Eviction notice
We
got a call yesterday saying that the dr's all think it's time for the
twins to come out as their growth has slowed right down. So had another
steroid shot today, got some blood taken and have been told to show up
on Monday for a c-section. Unfortunately, they are booked out all week,
so it's just a matter of waiting around all day and hoping they don't
have too many emergency surgeries so they can fit us in. Will be 34
weeks and 3 days by then, but they are still oh so tiny... We are very excited to meet
the twins, but feeling a bit overwhelmed! And personally, I'm pretty
nervous about the NICU experience, but starting to get my head around
it. Just trying to decide how to spend our last day together as a
childless couple. Clean the house or go out for the day and have a nice
lunch/dinner??? :)
Seriously though, it's been an emotional couple of days. Swinging from being excited, to feeling totally unprepared, and then feeling sad that I'm not going to get the traditional/hollywood version of giving birth, with the big cuddle at the end.
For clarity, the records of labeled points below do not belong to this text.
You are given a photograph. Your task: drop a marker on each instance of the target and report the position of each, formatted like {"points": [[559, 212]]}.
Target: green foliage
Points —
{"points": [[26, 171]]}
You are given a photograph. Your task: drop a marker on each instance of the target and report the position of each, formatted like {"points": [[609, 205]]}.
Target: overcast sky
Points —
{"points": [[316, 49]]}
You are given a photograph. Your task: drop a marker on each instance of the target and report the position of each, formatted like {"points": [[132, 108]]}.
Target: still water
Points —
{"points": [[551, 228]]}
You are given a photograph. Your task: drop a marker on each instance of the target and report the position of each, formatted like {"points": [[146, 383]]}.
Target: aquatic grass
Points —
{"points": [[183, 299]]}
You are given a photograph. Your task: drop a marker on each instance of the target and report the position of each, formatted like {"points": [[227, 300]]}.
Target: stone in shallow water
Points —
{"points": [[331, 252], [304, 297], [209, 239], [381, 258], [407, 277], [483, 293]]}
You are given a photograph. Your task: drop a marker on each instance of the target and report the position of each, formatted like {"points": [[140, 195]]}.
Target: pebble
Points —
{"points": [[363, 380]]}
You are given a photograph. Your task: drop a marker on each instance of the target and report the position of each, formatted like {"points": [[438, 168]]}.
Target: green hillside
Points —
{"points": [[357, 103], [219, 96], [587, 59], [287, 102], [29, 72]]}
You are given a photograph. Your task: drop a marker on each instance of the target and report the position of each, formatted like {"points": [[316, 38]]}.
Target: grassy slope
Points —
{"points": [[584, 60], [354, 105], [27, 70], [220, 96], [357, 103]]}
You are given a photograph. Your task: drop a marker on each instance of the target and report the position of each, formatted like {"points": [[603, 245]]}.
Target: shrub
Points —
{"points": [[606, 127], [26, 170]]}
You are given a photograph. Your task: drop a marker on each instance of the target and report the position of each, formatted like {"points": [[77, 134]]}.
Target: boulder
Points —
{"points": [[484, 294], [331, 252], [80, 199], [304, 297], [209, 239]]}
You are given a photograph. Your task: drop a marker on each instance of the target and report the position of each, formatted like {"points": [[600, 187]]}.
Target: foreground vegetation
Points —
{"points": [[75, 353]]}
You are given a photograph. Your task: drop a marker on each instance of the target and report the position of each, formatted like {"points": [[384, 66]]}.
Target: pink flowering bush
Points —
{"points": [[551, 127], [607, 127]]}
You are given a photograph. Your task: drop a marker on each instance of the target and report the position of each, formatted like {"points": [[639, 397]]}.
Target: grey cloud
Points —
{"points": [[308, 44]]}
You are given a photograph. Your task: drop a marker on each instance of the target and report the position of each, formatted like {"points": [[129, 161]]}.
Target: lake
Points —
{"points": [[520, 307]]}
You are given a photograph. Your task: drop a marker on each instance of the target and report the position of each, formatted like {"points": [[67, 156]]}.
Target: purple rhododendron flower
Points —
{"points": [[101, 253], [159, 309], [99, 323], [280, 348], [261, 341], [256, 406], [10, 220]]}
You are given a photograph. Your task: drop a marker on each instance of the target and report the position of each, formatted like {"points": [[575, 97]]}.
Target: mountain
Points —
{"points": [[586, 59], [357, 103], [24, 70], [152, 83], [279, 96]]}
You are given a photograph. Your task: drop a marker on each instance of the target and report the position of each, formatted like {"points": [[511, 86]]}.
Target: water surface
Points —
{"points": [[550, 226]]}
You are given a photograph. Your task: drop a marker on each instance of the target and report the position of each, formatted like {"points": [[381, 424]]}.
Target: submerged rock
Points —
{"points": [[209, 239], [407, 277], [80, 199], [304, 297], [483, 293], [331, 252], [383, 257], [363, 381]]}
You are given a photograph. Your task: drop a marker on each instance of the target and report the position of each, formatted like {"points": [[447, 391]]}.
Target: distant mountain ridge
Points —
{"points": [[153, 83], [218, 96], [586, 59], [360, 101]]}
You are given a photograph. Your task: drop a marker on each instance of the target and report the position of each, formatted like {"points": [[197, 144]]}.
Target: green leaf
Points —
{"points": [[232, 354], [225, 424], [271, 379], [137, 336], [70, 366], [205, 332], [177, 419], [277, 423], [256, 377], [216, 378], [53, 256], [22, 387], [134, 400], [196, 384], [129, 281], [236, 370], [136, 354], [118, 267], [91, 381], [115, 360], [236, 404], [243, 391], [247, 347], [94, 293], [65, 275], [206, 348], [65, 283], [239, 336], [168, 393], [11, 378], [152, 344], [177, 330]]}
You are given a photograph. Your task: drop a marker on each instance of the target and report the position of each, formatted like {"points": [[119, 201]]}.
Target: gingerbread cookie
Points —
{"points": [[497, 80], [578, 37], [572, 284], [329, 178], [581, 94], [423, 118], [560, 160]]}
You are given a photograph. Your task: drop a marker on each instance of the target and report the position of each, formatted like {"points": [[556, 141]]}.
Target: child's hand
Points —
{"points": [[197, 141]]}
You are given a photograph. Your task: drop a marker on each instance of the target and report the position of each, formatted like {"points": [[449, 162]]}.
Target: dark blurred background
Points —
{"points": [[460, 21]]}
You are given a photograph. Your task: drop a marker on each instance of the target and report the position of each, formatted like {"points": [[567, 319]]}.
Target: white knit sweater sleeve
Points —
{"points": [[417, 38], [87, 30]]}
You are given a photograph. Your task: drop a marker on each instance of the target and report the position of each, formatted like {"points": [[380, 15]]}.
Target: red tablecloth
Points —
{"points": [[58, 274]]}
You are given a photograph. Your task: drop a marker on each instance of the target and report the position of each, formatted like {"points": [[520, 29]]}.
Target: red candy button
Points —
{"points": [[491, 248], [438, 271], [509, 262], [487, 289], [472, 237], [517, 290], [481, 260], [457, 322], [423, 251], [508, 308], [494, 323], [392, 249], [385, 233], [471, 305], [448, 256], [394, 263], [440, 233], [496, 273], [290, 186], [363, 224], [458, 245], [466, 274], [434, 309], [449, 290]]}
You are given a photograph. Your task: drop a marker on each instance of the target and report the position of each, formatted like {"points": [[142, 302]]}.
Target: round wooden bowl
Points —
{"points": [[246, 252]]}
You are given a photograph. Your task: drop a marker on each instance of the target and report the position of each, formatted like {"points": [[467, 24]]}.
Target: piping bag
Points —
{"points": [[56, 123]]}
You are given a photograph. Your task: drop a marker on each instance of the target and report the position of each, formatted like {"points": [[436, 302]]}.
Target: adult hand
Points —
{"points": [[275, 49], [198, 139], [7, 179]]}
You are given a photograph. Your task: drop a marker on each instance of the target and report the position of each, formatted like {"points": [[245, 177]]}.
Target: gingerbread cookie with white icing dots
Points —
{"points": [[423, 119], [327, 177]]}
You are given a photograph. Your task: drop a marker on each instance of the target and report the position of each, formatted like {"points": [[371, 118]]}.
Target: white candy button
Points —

And I can't help but feel like we are kicking these babies out. To be honest, I always thought that they'd come out around the 34 week mark, and seems I'm right. But I just thought they'd decide when to come out and would let us know. So seeing as I still feel fine (albeit very pregnant, a bit achey, slow, etc), and the babies seem happy (lots of movement), I wonder if I should insist the doctors wait. Their fluid levels are back to normal and the doppler readings, whilst higher than normal, is still not at freak out levels. It's just that they both didn't put on much weight in the last two weeks (only around 100grams in two weeks). But maybe it was just a bad two weeks? Argh, I wish I could just accept this decision.
We wandered down to NICU today to see what we are in for, and the receptionist told me that they don't do tours anymore, I will just have to view the NICU info video online. Which I've already seen. I promptly burst into tears, so she rushed off to find out if a NICU nurse could at least talk to me. And a lady called Angela came in and told us that we'll get to see the babies after the c-section, and they'll wheel me into NICU after I'm stitched up so I can wave to them in the incubator. And they'll wheel me down the next day, if I'm not up and walking yet. Still not ideal, but at least they don't just get whisked away.
She still refused to show us around for privacy reasons, but wouldn't you know it, our friends from the antenatal group walked by . There babies were born at 31 weeks due to pre-eclempsia, which was 2 weeks ago. So he said we should come with him and meet his babies (Carl and Anna) and also see his wife. It was wonderful to talk to her about her experience and see the babies. They are so tiny! But bigger than what our babies are now, as theirs were 1.5kg when born at 31 weeks (which makes me realise we need to get my babies out and growing). He had a cpap tube and a feeding tube, and his little preemie nappy was swimming on him. But they said it has been a good introduction to parenthood, as you learn things in small doses and get lots of help. Broke my heart though when they excitedly told us they get one cuddle a day now! Just not what I pictured birth/motherhood to be like. But I've told my babies that this is their journey and their birth story, and hopefully Monday and the real world wont be too much of a shock for them.
I'm going to be a mama within days!!!!!!!!!!!